When Jim Jarmusch last made a film, 2009’s
The Limits Of Control
, his hipster cool looked at risk of freezing in its self-awareness. But though the indie vet’s new one brims with outsider chic, it’s a deliciously warm, witty spin on vampires and a rhapsodic love letter to art, music, dancing, love, dressing gowns... All that makes life worth living, even when you’re undead.
Tom Hiddleston and Tilda Swinton nail it as centuries-old lovers Adam (sulky) and Eve (nurturing). They spend half the film slumped over bohemian furnishings, low with ennui or high on O-negative. But they slump playfully and beautifully, melting their sometimes icy fronts with twinkles of warmth.
Cameos from a hot-blooded Mia Wasikowska as Eve’s vampire-brat sister Ava and Anton Yelchin as hanger-on Ian aside, the plot doesn’t involve much more than Eve leaving her Tangiers home to visit Adam in Detroit. Yet drive is less crucial than detail to Jarmusch’s design. Adam’s love of music gives Jarmusch an excuse to relish retro obsessions (the crackle of vinyl, first-edition books).
Self-indulgent? To a point. But Jarmusch makes seductive work of it: the deep, dusty images, the hypnotic pacing. The in-jokes are cheeky rather than lofty, as is Jarmusch’s feather-light slant on genre staples. Blood is sustenance rather than sport to Adam and Eve, who don’t kill but obtain the red stuff via humane means.

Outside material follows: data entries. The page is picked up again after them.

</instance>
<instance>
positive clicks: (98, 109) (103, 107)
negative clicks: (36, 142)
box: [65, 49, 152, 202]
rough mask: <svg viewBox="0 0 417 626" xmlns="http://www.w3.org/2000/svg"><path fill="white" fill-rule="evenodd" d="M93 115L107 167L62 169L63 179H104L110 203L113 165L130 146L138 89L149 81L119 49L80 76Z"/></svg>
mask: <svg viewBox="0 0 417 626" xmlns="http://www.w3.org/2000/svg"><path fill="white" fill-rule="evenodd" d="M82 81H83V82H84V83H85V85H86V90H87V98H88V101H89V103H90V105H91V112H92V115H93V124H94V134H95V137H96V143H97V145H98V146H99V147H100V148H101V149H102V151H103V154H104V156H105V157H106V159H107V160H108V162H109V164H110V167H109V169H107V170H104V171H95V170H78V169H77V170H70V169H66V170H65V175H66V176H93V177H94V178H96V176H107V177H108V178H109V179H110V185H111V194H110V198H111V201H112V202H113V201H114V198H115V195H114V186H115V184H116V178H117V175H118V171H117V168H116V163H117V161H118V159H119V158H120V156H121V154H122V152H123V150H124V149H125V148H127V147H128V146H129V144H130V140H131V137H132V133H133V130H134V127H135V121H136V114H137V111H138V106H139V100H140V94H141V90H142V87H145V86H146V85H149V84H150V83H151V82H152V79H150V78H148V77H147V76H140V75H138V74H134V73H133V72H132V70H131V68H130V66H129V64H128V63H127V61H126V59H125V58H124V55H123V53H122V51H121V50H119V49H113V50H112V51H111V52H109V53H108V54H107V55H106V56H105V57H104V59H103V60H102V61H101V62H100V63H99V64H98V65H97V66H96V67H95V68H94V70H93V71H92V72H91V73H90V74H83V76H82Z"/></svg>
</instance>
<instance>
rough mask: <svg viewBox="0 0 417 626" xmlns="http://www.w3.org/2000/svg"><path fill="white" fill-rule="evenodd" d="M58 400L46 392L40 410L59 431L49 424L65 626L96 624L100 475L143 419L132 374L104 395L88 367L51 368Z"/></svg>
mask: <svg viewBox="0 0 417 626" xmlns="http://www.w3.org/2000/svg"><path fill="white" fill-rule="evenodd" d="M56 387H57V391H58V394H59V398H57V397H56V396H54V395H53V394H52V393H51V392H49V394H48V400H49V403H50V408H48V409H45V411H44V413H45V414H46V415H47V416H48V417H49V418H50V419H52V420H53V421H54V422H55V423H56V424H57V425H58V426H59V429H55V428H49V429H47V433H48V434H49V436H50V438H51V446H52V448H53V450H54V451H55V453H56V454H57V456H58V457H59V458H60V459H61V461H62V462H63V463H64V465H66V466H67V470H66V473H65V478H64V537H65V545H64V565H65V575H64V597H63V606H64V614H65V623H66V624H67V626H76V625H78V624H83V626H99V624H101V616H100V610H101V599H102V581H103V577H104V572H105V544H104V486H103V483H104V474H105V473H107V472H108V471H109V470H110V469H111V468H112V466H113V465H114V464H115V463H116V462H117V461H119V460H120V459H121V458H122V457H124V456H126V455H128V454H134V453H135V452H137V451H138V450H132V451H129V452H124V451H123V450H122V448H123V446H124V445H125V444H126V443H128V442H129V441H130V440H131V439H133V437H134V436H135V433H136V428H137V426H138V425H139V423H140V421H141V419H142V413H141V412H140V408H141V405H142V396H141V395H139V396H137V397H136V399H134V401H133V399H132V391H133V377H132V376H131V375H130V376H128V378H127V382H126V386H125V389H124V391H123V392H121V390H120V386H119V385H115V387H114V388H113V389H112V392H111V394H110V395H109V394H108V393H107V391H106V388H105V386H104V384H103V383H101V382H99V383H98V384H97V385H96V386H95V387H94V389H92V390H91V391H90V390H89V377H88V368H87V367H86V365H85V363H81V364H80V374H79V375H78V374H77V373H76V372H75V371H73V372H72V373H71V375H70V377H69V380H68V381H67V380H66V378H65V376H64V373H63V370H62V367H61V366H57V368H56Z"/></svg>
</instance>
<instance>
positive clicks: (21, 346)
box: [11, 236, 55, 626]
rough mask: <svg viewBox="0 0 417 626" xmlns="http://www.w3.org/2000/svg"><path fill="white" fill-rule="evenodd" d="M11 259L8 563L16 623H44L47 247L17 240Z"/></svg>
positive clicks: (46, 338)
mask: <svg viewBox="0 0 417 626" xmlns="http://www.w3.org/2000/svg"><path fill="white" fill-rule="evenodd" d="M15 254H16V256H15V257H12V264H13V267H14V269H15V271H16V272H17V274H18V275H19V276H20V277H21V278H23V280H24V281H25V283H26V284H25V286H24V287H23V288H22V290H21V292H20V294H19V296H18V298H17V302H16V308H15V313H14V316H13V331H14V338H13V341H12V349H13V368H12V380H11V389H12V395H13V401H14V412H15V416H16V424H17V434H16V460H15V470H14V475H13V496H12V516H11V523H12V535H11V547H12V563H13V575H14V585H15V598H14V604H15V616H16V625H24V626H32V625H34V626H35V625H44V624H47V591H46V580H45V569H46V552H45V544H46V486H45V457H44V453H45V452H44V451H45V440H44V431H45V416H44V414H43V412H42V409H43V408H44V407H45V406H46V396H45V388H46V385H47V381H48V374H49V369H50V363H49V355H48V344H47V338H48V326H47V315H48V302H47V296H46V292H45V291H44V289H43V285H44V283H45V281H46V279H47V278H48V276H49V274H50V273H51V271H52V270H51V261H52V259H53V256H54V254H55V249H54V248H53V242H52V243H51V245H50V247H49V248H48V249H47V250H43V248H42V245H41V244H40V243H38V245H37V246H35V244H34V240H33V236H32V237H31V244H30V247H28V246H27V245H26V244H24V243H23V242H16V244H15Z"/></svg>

Culture’s what keeps them going: even in trouble, they find time to admire the curves of a lute or a Lebanese singer’s aching song, clinging to what makes life bearable. Since that includes each other,
is juiced with genuine feeling.
Verdict: A loving, very funny valentine to undead pleasures, with Swinton and Hiddleston on top form.